You can hardly watch a cable news show or read a blog without running into yet another story of the intensifying drumbeat for repealing the “Don’t Ask, Don’t Tell” policy (among other signature issues for the LGBT community). Congress has finally woken up to the issue, with local war hero, Rep. Patrick Murphy (D-Pa.), and Clinton-replacement Sen. Kirsten Gillibrand (D-N.Y.) leading the charge. Now if Mr. Nobel Peace Prize will pledge some concrete steps to get rid of the policy when he speaks at tomorrow night’s (Saturday’s) Human Rights Campaign fund-raiser, maybe DADTwill be history within the next year or so.
I bring this up (again — see earlier posts on a particularly outrageous case and my interview with the delightful Alex Nicholson) to highlight a new — but hardly surprising — finding that women are being kicked out under this daft policy at much higher rates than men. In some cases, the raw numbers of women expelled are higher, which is eye-opening when one considers that women account for a small percentage of all military.
Part of it, Nathaniel Frank suggests, may simply be due to a higher percentage of lesbians than gay men in the military. But I’d guess that it also has a great deal to do with the male-drenched military culture, and its prerogatives. Women who resist the advances of male soldiers are in peril of being deemed lesbians. For too many male soldiers even today, the idea of a powerful, resistant woman may be more threatening than a sufficiently macho gay man (as long as no one talks about it).

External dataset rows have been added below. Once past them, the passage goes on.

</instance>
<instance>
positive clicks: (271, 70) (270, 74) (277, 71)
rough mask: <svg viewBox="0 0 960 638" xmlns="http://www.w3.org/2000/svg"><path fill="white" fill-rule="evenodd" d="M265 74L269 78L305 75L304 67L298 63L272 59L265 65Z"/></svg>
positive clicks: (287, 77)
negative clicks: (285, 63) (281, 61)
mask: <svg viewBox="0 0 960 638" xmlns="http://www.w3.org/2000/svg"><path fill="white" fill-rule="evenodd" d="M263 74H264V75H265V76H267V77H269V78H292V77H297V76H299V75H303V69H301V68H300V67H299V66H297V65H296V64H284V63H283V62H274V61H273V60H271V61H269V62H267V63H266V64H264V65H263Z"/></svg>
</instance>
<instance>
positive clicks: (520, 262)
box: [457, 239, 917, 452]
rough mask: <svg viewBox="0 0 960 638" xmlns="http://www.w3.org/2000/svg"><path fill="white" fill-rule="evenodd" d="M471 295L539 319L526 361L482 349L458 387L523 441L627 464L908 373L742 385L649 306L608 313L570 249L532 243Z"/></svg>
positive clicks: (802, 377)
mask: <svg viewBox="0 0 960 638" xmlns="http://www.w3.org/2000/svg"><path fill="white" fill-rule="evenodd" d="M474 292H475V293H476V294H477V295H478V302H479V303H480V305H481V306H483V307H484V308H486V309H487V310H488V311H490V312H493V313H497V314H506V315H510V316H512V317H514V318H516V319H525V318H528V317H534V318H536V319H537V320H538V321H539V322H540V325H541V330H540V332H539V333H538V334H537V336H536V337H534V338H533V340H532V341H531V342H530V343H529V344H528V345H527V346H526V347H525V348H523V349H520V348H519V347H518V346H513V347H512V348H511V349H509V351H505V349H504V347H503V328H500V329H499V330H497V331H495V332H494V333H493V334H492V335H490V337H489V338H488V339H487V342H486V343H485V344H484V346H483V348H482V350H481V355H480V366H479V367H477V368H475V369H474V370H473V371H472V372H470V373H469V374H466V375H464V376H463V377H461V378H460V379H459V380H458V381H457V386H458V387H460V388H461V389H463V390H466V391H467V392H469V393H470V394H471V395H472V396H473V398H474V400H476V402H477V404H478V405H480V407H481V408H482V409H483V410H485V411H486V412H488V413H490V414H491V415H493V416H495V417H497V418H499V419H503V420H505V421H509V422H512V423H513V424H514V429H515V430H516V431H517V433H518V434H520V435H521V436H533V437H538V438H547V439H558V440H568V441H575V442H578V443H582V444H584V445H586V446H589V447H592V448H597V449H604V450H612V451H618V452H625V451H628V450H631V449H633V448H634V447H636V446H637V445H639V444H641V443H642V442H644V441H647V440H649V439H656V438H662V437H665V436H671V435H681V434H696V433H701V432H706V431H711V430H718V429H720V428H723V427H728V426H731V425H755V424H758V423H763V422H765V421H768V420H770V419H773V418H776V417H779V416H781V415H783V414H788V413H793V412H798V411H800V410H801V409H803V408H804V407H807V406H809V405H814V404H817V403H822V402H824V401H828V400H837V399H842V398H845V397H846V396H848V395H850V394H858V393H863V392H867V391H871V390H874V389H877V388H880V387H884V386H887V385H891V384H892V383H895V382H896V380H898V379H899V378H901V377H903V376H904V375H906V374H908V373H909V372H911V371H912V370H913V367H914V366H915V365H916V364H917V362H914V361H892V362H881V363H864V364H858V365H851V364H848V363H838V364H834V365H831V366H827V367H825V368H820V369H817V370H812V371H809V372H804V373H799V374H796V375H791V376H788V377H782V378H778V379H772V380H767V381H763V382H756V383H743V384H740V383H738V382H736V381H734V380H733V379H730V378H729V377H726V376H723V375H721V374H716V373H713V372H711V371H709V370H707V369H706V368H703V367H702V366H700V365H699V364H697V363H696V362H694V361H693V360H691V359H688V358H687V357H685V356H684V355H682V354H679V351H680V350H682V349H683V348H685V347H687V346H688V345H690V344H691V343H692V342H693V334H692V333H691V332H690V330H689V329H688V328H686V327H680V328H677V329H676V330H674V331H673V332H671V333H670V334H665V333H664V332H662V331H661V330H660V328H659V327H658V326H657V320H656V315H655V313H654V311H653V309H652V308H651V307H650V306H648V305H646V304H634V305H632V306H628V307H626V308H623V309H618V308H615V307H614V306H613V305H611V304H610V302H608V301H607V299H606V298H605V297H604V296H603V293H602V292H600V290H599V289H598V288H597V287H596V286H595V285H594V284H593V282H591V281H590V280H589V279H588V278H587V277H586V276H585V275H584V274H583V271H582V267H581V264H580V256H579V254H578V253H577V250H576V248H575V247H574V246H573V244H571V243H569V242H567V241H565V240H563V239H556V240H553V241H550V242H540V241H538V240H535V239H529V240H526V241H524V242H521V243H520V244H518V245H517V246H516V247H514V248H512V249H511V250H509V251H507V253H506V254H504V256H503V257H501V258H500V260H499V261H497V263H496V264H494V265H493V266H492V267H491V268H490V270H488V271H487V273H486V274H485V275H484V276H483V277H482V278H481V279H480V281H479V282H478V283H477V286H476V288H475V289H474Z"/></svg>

Or maybe gay men are just better at inauthenticity than lesbians. In today’s military, that’s a job requirement for some soldiers. Now it’s up to Obama to repeal the thing, or lose what credibility he still has with the LGBT community. Today’s NY Times analysis of the Peace Prize makes a point one hears more and more these days:
“[T]he award…was a reminder of the gap between the ambitious promise of his words and his accomplishments. It drew attention to the fact that while much of the world was celebrating him as the anti-Bush, he had not broken as fully as he had once implied he would from the previous administration…And it set off another round of mocking criticism from opponents….”
Perhaps the Prize will embolden Obama to take bolder steps, rather than to bask in the light that, so far, is generated at least partly by illusion.